To get the facility of a line of credit there are certain factors. If your business stands out and is eligible then you get the credit facility. The primary concept of a business revolving line of credit is to solve the cash crunch or liquidity issues. The factors that we talked about are as follows:
- Your business should be at least six months in age and as per the requirements of the IRS.
- Your business must have healthy revenue generation at all times.
- When looking for credit, always show the best profits and revenues that you made.
If you can fulfill these three points, then you can get the credit for your business revolving line of credit. If not, then you have to wait until you meet these three points. All of them in aggregate should be met, not anyone or two.
Credit Worthiness
Have you ever taken a personal loan for a house, car, or property? If yes, then you have heard about the term creditworthiness. What does it mean? It means how effective you were in paying back the money that you borrowed from banks or any financial institute. Mostly you are given a score that defines your creditworthiness. A business revolving line of credit must always have a good credit score in past. If so, then your chances of getting a line of credit increase a lot.

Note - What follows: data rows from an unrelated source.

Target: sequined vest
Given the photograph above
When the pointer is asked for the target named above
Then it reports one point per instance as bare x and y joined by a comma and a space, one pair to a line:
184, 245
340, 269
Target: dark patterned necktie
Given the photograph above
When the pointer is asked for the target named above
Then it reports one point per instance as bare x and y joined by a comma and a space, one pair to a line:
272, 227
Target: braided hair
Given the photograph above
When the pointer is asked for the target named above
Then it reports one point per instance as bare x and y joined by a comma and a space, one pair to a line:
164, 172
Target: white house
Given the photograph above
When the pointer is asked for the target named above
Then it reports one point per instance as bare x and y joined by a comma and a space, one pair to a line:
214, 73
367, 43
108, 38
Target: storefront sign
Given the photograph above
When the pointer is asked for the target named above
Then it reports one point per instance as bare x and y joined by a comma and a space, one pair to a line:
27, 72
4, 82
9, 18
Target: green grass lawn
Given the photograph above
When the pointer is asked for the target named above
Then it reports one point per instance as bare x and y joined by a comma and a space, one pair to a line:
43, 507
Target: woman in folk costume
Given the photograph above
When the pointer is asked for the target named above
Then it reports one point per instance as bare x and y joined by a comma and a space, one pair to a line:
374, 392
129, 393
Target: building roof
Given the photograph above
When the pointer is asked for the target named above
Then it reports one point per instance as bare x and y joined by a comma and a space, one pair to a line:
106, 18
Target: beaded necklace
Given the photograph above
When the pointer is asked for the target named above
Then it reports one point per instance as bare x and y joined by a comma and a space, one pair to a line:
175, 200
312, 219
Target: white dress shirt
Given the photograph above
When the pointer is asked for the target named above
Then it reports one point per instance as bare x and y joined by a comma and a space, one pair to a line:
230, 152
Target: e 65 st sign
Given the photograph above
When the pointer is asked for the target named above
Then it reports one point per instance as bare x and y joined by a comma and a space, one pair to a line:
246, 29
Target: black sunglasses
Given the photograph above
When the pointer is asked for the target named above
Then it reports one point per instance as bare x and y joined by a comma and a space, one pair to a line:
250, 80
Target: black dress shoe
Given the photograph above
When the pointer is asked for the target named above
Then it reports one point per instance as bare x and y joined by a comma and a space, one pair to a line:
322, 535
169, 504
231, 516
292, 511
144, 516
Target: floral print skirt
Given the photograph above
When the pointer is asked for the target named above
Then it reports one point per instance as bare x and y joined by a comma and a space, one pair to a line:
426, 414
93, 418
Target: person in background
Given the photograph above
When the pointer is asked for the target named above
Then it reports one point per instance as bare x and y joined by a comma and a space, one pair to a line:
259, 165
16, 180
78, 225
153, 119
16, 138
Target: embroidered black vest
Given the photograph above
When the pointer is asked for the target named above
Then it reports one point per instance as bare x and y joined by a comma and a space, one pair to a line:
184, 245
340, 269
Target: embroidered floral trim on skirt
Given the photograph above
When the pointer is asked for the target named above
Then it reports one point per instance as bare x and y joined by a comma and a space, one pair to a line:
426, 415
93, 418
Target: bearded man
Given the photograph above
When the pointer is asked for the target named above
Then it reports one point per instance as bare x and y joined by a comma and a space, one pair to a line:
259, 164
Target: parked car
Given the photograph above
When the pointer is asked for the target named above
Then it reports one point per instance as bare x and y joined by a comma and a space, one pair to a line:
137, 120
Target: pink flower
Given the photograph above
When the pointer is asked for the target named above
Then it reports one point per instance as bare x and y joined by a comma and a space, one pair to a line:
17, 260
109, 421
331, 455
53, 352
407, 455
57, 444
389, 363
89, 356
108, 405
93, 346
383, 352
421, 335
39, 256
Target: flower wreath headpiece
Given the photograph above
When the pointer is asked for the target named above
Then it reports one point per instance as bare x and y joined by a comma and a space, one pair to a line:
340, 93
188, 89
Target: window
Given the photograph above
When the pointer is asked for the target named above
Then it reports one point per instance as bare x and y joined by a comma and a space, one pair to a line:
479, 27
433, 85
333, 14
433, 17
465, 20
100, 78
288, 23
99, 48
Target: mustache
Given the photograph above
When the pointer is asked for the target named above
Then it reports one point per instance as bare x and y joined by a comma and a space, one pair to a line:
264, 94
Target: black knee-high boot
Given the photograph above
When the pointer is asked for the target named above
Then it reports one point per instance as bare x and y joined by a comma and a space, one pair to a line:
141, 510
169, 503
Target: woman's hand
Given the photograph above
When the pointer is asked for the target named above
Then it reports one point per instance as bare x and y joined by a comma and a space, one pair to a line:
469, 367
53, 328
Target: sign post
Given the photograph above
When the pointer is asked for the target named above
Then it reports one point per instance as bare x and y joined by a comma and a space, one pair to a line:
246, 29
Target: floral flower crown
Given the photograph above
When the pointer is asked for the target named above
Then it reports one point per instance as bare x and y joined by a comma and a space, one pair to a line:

Personal loans taken by the proprietor are not scrutinized at all while taking the line of credit for business. It is because a company is considered separate from the owner. If your business has any pending loans or previous loans, then they will also be scrutinized to check your creditworthiness. Before taking the line of credit you need to make sure that your business makes sufficient profits to match the criteria. Once you are given the line of credit, even if you make a loss then you can cover it with the funds that you just borrowed.
The only important thing is to match the eligibility. What will happen if you have a low credit score but, your business is striving, and you are making enough profits? Will you still get credit? The answer is yes. You will get the credit for your business. It does not matter if your credit score is poor. Your business credit score must be good.
Debt Percentage
If a company is in default or has committed some legal issue in the past, then it can act as a hindrance while obtaining the line of credit. Any legal issue based on the credit will create an impact while obtaining the credit. Moreover, the ownership structure of the business is also taken into consideration while obtaining the credit. The ownership structure is how much debt the company has taken and how much equity it has currently. If the percentage of debt is more, the credit will not be given easily. If the percentage of debt is less then you will get credit easily.